I’m finishing a book tomorrow, and it puts me in mind of an essay (link) Stephen Hunter wrote for The Daily Beast (link) a year or so ago. It inspired a goodly amount of bitterness among what I’ll charitably call the “writing community,” as Hunter pulled no punches about what it takes to succeed in this business. It hurts for some people to hear, but writing is not about touchy-feely things, but about production. If you want to make it, writer, you need to write. Otherwise you will not get to the point where you’re doing this professionally.
And let’s be clear: this is not a comment on the skills of any particular writer, not even you. But if you’re complaining about not having the time or the inspiration or whatever it takes to complete salable fiction, the problem isn’t people like Stephen Hunter. He’s figured out what it takes, and he’s doing it. It’s not glamorous, but it’s what used to be called a work ethic.
As Hunter himself says in the essay: “[T]he most difficult test of the author isn’t his mastery of time or dialogue, his gift for action or character, his ability to suggest verisimilitude in a few strokes, but his ability to get back into the book each day.”

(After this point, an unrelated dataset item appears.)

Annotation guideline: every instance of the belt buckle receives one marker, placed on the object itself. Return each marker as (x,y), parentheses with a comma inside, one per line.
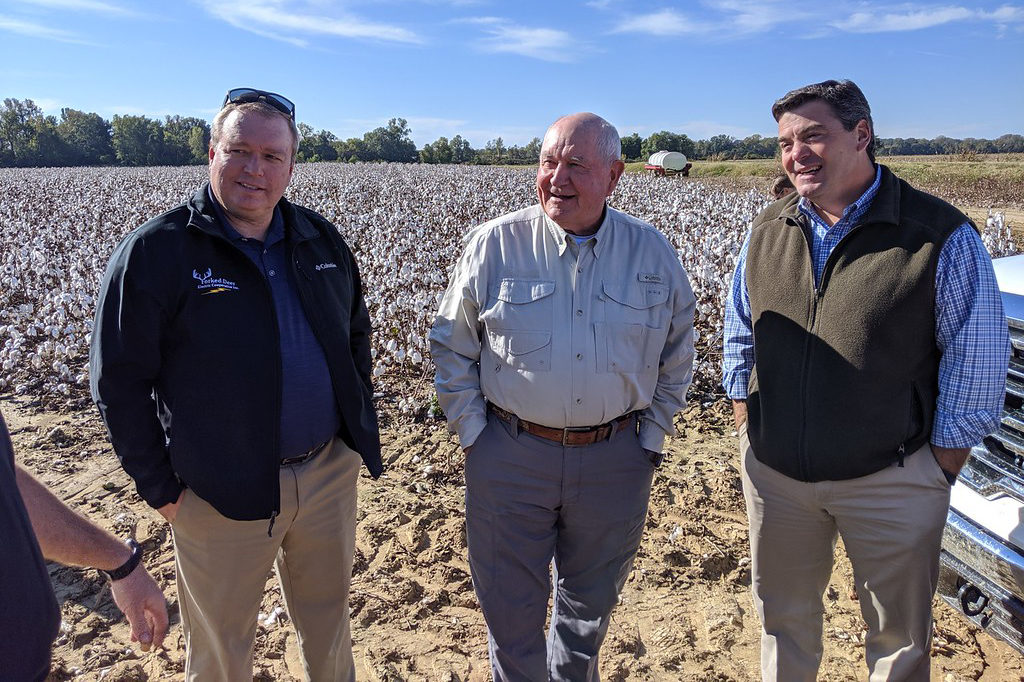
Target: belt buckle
(573,429)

I have said time and again over the past eight years, as my career has slowly crept upward with critical and commercial recognition, that I am no great shakes as an author. I get the work done. That’s all. Other writers are more brilliant, more charismatic, and have great tweets. All I do is grind it out, day after day, and in the end I have something to sell while they don’t.
Yes, it sounds cynical. People think about writers in this exotic way, as if they spend their hours daydreaming, and then capturing those dreams on a page for the delectation of readers. It really, really isn’t that way. Maybe some folks might manage to get a book or two out in their lifetimes after lounging in their salons, smoking cigarettes and waiting for the Muse, but most will fail because it’s about work, work and more work. And that work never ends.